Thursday, October 2, 2008

Bailout Can Work and At No Cost to Taxpayers

While I do think there are better alternatives than the current plan, something is needed. HOWEVER, I absolutely think this plan can help unfreeze the credit markets and recapitalize the financial institutions at a small or no cost to taxpayers. How? Let’s first rewind to see how we got into this mess using a very simple bank I'll call Bank A.


In mid 2007, Bank A was doing well with $100 in assets and $60 in liabilities, thus had equity of $40. Unfortunately all the assets bank A owned were subprime mortgages, which now have a market value of $50. Which means Bank A currently has negative equity of $10 and is insolvent. As such, no other bank will provide lending to Bank A as they will fold with no government intervention. This would be fine (and a natural part of capitalism), except Bank A is intertwined with Banks B, C, D, and E and if Bank A goes bankrupt, all these banks go bankrupt. Thus, credit markets are frozen (i.e. NOBODY can get a loan).

Under the bailout the Treasury buys the assets currently priced at $50 for $90 (I will explain later why this won’t cost taxpayers money), Bank A uses the proceeds to make $90 of loans to small businesses / individuals that need credit (for things such as payroll), Bank A’s equity rebounds to $30, Bank A is now solvent (and other Banks are once again willing to lend them money), and the credit markets are now functional (i.e. if you have decent credit, now you can get a loan - forgot the "old" days of easy money).


Won’t this cost taxpayers money you ask? After all, they did buy assets worth $50 from the bank for $90? Nope... fortunately for the U.S., the Treasury can borrow money on the cheap.

Value of Assets to Bank A
Assuming Bank A's subprime assets pay $4 coupons per year over 8 years and returns the $100 principal in year 8 (I understand this is not how subprime deals work, but lets keep this simple) and requires a return on capital of 15% (bank capital ain’t cheap these days), the assets are worth the $50 shown above (the NPV calculation is shown in the chart below).

Value of Assets to Treasury
However, the Treasury currently has the ability to borrow at less than 4% / year for 10 years (the current yield on the ten year bond is ~3.7%). Assuming the same cash flows as above, but discounting them at 4% per year instead of 15%, the assets are worth $100 (again the NPV is shown below).
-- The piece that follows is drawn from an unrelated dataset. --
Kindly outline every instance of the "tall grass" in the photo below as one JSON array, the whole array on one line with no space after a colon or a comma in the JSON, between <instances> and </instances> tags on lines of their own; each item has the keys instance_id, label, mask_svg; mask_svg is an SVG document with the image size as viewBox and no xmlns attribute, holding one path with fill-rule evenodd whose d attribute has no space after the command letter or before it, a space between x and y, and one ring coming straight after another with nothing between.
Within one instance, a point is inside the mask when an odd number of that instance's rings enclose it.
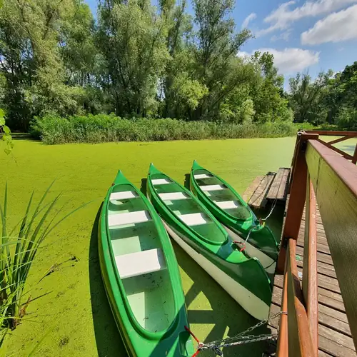
<instances>
[{"instance_id":1,"label":"tall grass","mask_svg":"<svg viewBox=\"0 0 357 357\"><path fill-rule=\"evenodd\" d=\"M24 288L41 244L59 224L81 208L57 218L64 209L64 206L56 208L61 193L46 202L53 184L37 204L33 203L34 191L32 192L24 218L11 231L6 221L7 183L5 186L4 205L0 203L0 346L6 332L16 328L23 319L31 302L30 298L24 301Z\"/></svg>"},{"instance_id":2,"label":"tall grass","mask_svg":"<svg viewBox=\"0 0 357 357\"><path fill-rule=\"evenodd\" d=\"M171 119L124 119L104 114L36 117L31 130L34 137L48 144L281 137L295 135L296 131L296 126L287 121L236 124Z\"/></svg>"}]
</instances>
Lets assume the Treasury pays Bank A $90 for these subprime assets "worth" $100. In this case, it doesn't only not cost taxpayers a cent, but they “receive” $10.

The bailout will not solve all the economic problems we are currently facing. In fact, not even close. We still have a massive amount of leverage in the system that needs to be unwound. However, if this bailout is done right, it should help unfreeze credit markets (which are currently non-functioning) at little or no cost to taxpayers.